Daarnaast dient de gemeente jaarlijks middels een
accountantsverklaring een overzicht te geven van haar activiteiten. Op basis
van deze accountantsverklaring vindt de definitieve financiële vergoeding door
het Rijk plaats.
Hoe de verantwoording voor de vrijwillige regeling
zal verlopen is nog niet bekend.
3. Consequenties voor Gemeente Delft
3.1. De Delftse visie op inburgeren
Inburgering is de eerste stap om tot integratie te
komen. Er ligt daarom een duidelijke link naar het Delftse integratiebeleid.
Deze nota beperkt zich tot het nieuwe inburgeringsstelsel en zaken die per 1
januari 2007 geregeld moeten zijn. In het voorjaar 2007 verschijnt een
integrale nota integratie, waarin het nieuwe inburgeringsbeleid binnen het
integratiebeleid zal worden ingepast.
Tot nu toe is het Delftse beleid rondom inburgering
er vooral op gericht mensen zoveel mogelijk te ondersteunen bij het verwerven
van de Nederlandse taal. Dit gebeurt door het aanbieden van WIN-trajecten,
oudkomerstrajecten en het beschikbaar stellen van basiseducatie (vanuit WEB).
Dit alles vanuit de visie dat beheersing van de Nederlandse taal één van de
drie belangrijkste elementen en indicatoren is voor de mate van integratie. De
andere twee factoren zijn het hebben van werk en het hebben van contacten met
Nederlanders.
Met uitzondering van de nieuwkomers is in de
huidige situatie deelname aan taaltrajecten vrijwillig. Daarnaast geldt een inspanningsverplichting
zodra een traject overeenkomen wordt. De begeleiding die mensen geboden wordt
is vooral gericht op het wegnemen van belemmeringen en het stimuleren om
trajecten te volgen. Inburgering is in de Delftse visie de eerste stap om tot
integratie te komen. Het integratiebeleid is daarbij vooral gericht op het
samen delen van dingen, het met elkaar de Delftse samenleving vormgeven en
vooral niemand aan de kant laten staan.
De nieuwe WI sluit gedeeltelijk aan op de Delftse
visie op inburgering. Het aanleren van de Nederlandse taal blijft immers een
belangrijk element binnen de trajecten. Ook de aandacht voor kennis van de
Nederlandse samenleving en het duale onderdeel vormen een waardevolle bijdrage
aan de integratie. Dat de trajecten gericht moeten zijn op het behalen van het
examen past binnen de trend dat we meer rendement willen bereiken bij
ingekochte trajecten. De resultaatsverplichting vanuit de WI leidt
echter tot het verplicht opleggen van bestuurlijke boetes indien mensen niet
verschijnen na een oproep of het inburgeringsexamen niet halen. Dat is binnen
Delft een aanscherping van het huidige beleid.
De WI heeft een zeer
kort invoeringstraject. In de volgende paragrafen worden voorstellen gedaan
voor de wijze waarop de wet binnen Delft wordt ingevoerd.

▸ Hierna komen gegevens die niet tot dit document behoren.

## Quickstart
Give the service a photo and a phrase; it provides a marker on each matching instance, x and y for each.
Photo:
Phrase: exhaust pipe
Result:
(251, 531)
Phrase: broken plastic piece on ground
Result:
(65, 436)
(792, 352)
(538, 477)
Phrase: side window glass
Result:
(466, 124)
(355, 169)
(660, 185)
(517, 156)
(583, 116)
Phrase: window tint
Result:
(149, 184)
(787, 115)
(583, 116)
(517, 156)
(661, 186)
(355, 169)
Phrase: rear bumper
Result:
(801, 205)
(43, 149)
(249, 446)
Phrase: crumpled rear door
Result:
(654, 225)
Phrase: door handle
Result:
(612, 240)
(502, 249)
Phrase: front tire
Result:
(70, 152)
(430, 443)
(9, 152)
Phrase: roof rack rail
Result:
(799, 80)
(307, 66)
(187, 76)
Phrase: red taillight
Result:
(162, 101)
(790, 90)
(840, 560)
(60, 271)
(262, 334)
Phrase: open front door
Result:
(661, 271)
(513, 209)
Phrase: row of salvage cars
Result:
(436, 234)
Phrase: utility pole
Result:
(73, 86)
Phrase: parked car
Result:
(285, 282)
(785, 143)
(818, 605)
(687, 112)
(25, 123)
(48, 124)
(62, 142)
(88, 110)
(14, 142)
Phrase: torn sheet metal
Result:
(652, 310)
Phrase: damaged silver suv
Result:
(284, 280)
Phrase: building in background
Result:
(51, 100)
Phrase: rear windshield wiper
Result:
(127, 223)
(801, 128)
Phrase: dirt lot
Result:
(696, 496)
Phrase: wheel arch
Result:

3.2. Ambitieniveau WI en vrijwillige regeling inburgering
De WI kent een aantal verplichte onderdelen en een
aantal onderdelen waarop de gemeente beleidsvrijheid heeft. De
gemeente moet bepalen of zij alleen invulling gaat geven aan de verplichte
taken, of dat zij ook invulling gaat geven aan bepaalde optionele taken. De
volgende keuzes zijn mogelijk:
a.
De gemeente doet wat zij móet doen
conform de WI op 1 januari 2007:
-
(reactief) informeren van alle
inburgeringsplichtigen;
-
het direct aanbieden van een
inburgeringsvoorziening aan alle asielgerechtigde nieuwkomers;
-
in hechte samenwerking met het jongerenloket wordt
de doelgroep jongeren direct opgeroepen;
-
handhaving van de inburgeringsplicht van alle
nieuwkomers (zowel asielgerechtigd als gezinsvormers- en herenigers) en de
inburgeringsplichtigen met een aanbod.
b. De
gemeente voert de verplichte taken op 1 januari 2007 uit (zie a) en biedt
asielgerechtigde oudkomers en geestelijk bedienaren een inburgeringsvoorziening
aan;
c. De
gemeente voert de verplichte taken uit (zie a/b) en biedt prioritaire groepen
een inburgeringsvoorziening aan (uitkeringsgerechtigde inburgeringsplichtigen
en inburgeringsplichtigen zonder inkomen uit werk of uitkering);
d. De
gemeente voert de verplichte taken uit conform de WI (zie a/b/c) en roept
daarnaast niet-prioritaire inburgeraars op om de inburgeringsplicht vast te
stellen en op te leggen (handhavingsbeschikking zonder aanbod);
e. De
gemeente voert de verplichte taken uit (zie a/b/c/d) en gaat niet-prioritaire
inburgeraars ook faciliteren (trajectaanbod vanuit gemeentelijke middelen);
f.
De gemeente voert naast de WI (zie a/b/c/d/e) de
vrijwillige regeling inburgering uit.
Gezien de zeer beperkte invoeringstijd van de wet
wordt voorgesteld per 1 januari 2007 te starten met niveau a, d.w.z. dat de
gemeente alleen doet wat zij móet doen conform de WI op 1 januari 2007. In de
loop van 2007 wordt op de onderdelen b t/m f een weloverwogen ambitieniveau
geformuleerd en ter instemming aan u voorgelegd.
-
Op 1 januari 2007 wordt gestart met niveau a: de gemeente doet wat zij móet
doen conform de WI vanaf 1 januari 2007 en start daarnaast met het oproepen van
jongeren;
Het is van groot belang dat burgers optimaal
geďnformeerd worden over alle aspecten die met deze nieuwe wet samenhangen. Het
gaat hierbij niet alleen om het informeren van de inburgeringsplichtigen, maar
ook om inburgeringsbehoeftigen en andere burgers die vragen hebben over de wet.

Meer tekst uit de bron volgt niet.